Ensuite, les terres agricoles rentables risquent d'être convoitées par les investisseurs étrangers, et les jardins en ville seront devenus trop coûteux pour y faire pousser quoi que ce soit.
La méfiance de mise à Cuba
L'inauguration de l'ambassade américaine à la Havane l'a montré par son manque de fréquentation, les Cubains ne sont pas si enthousiastes à l'idée de la reprise des relations avec les Etats-Unis.

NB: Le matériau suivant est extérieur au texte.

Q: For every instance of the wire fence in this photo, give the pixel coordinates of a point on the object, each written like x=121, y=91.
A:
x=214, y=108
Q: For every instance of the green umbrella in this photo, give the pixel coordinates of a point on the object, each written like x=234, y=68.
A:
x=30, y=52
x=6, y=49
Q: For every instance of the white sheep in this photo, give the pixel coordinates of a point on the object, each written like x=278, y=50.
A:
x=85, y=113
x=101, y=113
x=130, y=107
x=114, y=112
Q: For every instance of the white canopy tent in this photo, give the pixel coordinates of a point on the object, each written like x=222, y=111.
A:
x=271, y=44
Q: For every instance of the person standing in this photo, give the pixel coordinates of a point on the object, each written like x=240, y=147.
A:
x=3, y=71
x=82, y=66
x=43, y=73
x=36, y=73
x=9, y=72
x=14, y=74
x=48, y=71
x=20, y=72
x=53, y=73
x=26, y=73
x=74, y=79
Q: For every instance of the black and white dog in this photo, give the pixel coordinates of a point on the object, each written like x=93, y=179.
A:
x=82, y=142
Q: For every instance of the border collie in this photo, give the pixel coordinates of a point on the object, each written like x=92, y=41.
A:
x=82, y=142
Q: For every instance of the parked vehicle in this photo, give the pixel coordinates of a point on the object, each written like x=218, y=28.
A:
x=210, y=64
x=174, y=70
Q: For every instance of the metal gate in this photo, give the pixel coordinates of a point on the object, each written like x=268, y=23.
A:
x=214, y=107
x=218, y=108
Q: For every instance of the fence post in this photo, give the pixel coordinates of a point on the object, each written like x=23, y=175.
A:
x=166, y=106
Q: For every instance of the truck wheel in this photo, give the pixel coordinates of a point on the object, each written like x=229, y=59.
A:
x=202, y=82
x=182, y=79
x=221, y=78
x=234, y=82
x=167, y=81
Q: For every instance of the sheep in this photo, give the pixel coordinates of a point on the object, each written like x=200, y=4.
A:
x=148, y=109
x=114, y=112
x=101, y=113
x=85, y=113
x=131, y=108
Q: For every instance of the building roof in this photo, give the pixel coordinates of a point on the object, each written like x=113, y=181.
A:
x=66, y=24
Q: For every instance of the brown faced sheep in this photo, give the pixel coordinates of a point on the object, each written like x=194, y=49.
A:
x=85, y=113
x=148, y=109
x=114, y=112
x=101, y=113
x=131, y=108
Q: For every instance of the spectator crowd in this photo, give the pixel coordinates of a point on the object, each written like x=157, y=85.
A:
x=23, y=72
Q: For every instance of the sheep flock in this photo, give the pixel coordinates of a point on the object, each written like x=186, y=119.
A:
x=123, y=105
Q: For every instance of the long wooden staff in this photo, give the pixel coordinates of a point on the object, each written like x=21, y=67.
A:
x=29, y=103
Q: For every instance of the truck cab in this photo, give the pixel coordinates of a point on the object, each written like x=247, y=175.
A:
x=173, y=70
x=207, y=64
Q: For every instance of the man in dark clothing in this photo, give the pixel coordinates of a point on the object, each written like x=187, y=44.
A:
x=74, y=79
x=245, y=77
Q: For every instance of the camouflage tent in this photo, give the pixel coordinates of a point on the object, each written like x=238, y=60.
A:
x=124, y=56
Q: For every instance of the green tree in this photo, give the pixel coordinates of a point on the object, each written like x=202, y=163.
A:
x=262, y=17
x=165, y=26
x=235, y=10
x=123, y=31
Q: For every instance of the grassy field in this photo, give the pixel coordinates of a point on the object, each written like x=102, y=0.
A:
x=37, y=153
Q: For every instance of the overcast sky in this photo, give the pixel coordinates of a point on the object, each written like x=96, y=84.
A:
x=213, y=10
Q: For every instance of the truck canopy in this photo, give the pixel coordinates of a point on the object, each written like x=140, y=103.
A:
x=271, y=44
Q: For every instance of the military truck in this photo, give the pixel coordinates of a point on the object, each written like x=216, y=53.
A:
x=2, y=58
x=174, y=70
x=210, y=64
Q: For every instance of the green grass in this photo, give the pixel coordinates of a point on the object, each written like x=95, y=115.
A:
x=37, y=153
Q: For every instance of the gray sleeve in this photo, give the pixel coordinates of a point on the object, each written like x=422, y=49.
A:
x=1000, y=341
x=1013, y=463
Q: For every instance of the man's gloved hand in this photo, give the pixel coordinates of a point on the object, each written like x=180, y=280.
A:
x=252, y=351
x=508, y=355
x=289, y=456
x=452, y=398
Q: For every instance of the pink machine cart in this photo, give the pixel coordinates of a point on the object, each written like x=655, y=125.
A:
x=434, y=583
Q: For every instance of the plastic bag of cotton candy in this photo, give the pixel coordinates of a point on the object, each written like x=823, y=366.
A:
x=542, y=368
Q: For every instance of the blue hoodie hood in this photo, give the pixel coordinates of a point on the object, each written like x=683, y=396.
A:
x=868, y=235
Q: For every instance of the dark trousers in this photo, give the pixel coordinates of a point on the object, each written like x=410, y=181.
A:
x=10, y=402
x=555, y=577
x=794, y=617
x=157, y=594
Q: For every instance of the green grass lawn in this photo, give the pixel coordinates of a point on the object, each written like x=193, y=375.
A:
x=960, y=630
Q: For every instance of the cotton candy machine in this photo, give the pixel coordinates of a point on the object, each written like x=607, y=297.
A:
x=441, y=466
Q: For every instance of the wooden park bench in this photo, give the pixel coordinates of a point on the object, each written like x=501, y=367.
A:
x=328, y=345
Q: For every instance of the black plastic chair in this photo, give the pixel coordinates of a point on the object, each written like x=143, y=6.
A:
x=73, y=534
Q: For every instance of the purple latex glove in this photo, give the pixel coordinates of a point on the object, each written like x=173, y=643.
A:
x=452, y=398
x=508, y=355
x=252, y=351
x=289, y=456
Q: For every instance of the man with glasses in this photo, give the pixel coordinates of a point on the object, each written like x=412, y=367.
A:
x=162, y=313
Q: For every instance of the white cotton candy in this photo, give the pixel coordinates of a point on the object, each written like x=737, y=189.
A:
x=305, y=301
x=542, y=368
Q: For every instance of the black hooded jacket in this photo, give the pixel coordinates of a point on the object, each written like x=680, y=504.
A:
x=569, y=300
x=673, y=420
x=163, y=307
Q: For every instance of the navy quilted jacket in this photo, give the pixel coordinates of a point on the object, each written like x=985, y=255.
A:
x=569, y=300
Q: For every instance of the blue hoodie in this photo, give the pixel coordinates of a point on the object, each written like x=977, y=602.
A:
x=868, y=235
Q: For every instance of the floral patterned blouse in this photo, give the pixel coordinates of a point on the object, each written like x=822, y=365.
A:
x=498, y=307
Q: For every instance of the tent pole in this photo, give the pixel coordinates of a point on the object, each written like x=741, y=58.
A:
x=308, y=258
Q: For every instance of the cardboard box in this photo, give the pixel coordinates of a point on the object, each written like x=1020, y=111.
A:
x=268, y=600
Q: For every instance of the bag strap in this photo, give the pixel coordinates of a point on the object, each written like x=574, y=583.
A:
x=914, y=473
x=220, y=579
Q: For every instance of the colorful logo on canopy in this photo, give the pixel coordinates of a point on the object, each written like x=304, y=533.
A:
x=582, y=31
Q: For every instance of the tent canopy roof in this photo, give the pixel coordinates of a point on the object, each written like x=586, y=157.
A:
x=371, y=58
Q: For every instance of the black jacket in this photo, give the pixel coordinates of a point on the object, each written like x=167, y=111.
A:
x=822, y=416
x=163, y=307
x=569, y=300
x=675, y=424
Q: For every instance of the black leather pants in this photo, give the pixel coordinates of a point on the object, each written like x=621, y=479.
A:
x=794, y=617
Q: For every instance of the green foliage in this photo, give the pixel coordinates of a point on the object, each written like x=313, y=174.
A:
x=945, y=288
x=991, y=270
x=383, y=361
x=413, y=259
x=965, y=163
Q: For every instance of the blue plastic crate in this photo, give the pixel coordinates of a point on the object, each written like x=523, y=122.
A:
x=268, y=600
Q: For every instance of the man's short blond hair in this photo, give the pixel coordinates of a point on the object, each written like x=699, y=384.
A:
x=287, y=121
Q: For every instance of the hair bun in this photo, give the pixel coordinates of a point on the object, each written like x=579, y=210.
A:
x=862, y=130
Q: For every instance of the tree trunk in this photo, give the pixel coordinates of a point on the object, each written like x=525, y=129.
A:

Taïmé Obre Martinez est médecin cubaine. Elle a travaillé au Venezuela pendant 15 ans. «Je pense que Cuba a besoin de faire des échanges avec les autres pays du monde entier. Pas seulement les Etats-Unis. Mais tout est contrôlé par eux. Personne n'ose venir s'installer. La venue du président français, du ministre des Affaires étrangères russes... ça, ça peut nous aider à nous développer ! En fait, on voudrait juste qu'on nous laisse nous développer, comme on laisse n'importe quel autre pays le faire. Quel que soit sa politique. On est comme en guerre, depuis trop longtemps.»
Seule la levée de l'embargo pourra permettre de constater de réels changements. Mais comme le communisme, le capitalisme peut aussi bien faire des ravages. Romane Frachon, elle, s'inquiète pour les jeunes : «Puisqu'ils ne manquent de rien en termes d'alimentation, de soin et d'éducation, les jeunes cubains ont désormais des revendications 'du nord' : ils veulent à la fois garder leurs privilèges, mais aussi entreprendre. Ils ont une vision totalement idéalisée du capitalisme, avec les 80.000 cubains qui vivent à Miami et qui renvoient l'image d'une certaine facilité de vie, d'accès aux choses matérielles. Ils ne réalisent pas qu'ils peuvent tout perdre.»